By November,  they were ready for socks,   in January, their first sweaters.    Of course, I encouraged them to design  their own sweaters using Elizabeth Zimmermann's percentage system.  Some knit adult sweaters, some knit for grand children.  Some included cables, some stripes.  One knitter brought her six year old Philosophers Sweater Kit with two inches of one sleeve finished.  She  learned  two handed fairisle,  steeking  and buttonholes.  One knitter strolled into the store in the spring saying she knew how to make a knit stitch and wondered if  someone could teach her to knit socks.  She's now on her fifth pair. 

I am most wonderfully pleased with their progress.  There is little as rewarding as watching a new knitter accomplish so much, do it so  well and in so short a time. 

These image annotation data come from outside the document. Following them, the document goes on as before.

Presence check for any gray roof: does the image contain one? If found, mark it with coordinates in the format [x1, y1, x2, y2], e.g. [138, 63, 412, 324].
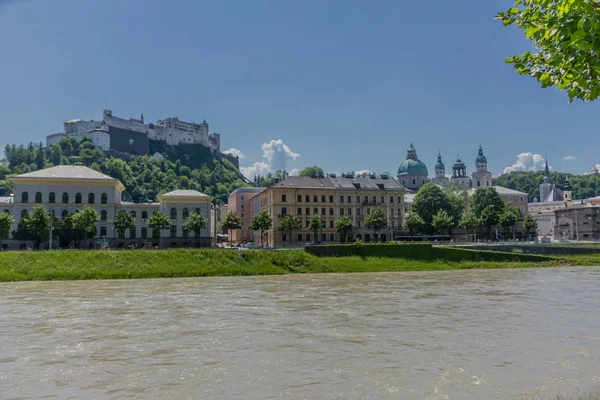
[161, 190, 210, 198]
[13, 165, 117, 181]
[271, 176, 333, 189]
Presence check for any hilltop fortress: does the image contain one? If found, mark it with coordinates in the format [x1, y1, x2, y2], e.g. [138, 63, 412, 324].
[46, 110, 221, 155]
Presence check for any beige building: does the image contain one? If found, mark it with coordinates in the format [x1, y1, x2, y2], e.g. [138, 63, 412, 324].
[0, 166, 212, 249]
[253, 174, 406, 247]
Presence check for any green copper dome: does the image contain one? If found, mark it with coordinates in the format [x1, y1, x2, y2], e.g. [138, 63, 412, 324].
[398, 159, 429, 176]
[475, 145, 487, 164]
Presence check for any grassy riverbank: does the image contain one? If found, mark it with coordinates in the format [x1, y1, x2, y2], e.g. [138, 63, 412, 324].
[0, 249, 580, 282]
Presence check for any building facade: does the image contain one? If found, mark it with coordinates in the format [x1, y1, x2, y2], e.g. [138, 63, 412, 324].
[245, 174, 406, 247]
[0, 166, 212, 249]
[227, 187, 265, 242]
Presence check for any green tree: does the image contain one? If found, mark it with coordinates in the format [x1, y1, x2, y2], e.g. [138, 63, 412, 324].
[333, 216, 354, 242]
[459, 211, 481, 240]
[298, 165, 325, 178]
[72, 206, 100, 247]
[308, 214, 325, 241]
[13, 206, 50, 250]
[183, 212, 208, 237]
[432, 210, 454, 234]
[496, 0, 600, 101]
[523, 215, 537, 238]
[0, 211, 15, 250]
[498, 203, 521, 239]
[410, 183, 453, 233]
[281, 214, 302, 243]
[250, 211, 273, 245]
[365, 207, 387, 241]
[148, 211, 171, 239]
[404, 212, 425, 235]
[221, 211, 241, 245]
[111, 210, 136, 239]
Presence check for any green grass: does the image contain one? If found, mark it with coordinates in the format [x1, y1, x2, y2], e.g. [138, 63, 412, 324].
[0, 249, 588, 282]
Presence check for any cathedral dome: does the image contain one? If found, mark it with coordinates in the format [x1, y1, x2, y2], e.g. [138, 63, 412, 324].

Since the end of the 'workshop season' is approaching  (not that the students are taking off, but rather me - their teacher.  I leave soon for Hearst,  the trailer and the grand kids for the summer) I would like to introduce these fantastic no-longer- new knitters to you and brag a bit about their accomplishments.

Meet  Diane.

 
She not only learned to knit along with the others, but with her husband,  this winter,  built a new house  and recently moved in.  That can seriously cut down on knitting time.  Here she shows you the sleeve of her EPS sweater.


This is Arlene.   
Her first sweater was an EPS raglan  for her grandson and she works here on Sally Melville's Einstein bunting suit for the new baby arriving in September.

Meet Carol.
Carol was the  knitter  so discouraged with her six year old Philosophers kit that she was intending to use the entire kit of yarn for socks.  Not only is that  sweater now finished, but also a top- down child's  pullover and this special request - "a John Deere Sweater, Nanny".    Intarsia, no less.


This is Ruth.    

A single lady who wanted a life-style change and last year -  after a visit to  Collingwood  -  uprooted herself and came here to live.  She is, now,  the life of our Wednesday knitting group. She has knit so many garments, that it is difficult to remember them all.  Alpaca socks, a cabled, EPS sweater for herself, felted hats, mittens, scarves and now this lovely baby blue sweater for her sister in England.   

And the sock knitting wonder of our group,  Audrey. 

Working today on pair number five.  Her first day, I told her I would have her turning heels while watching TV and chatting with her hubby.  She pooh poohed me then, but she doesn't now.

These ladies are remarkable.  From practically non-knitters to addicts with queues and stashes in mere months.   It doesn't get much better than that.


7 comments:

Sel and Poivre said...

Bravo for the students but I think there should also be a picture of and "Bravo" for the teacher too!

Nicki said...

I agree with Sel and Poivre! Wow, good knitting going on in Collingwood.

Needles said...

Isn't it grand!

Sandra said...

Remarkable knitters spring from remarkable teachers. You should be at least as proud of yourself as you are of them - Brava!
And a note to Carol - my Mom is "Nanny" to her grandkids as well - it's a rare name...

Joansie said...

Interesting post! My most popular class is the one where I let them bring me their knitting problems. Four 2-hr. sessions and they learn from each other as well. One of the reasons it is so popular is they work at their own pace and there is no competition regarding progress on a particular pattern. Knitters can really be competitive.

NMjewel said...

Sounds like you've had quite the year. Congratulations, everyone!

Christy J said...

A very talented and prolific group, and a tribute to their teacher! Nice to see a picture of our friend Ruth in her new milieu.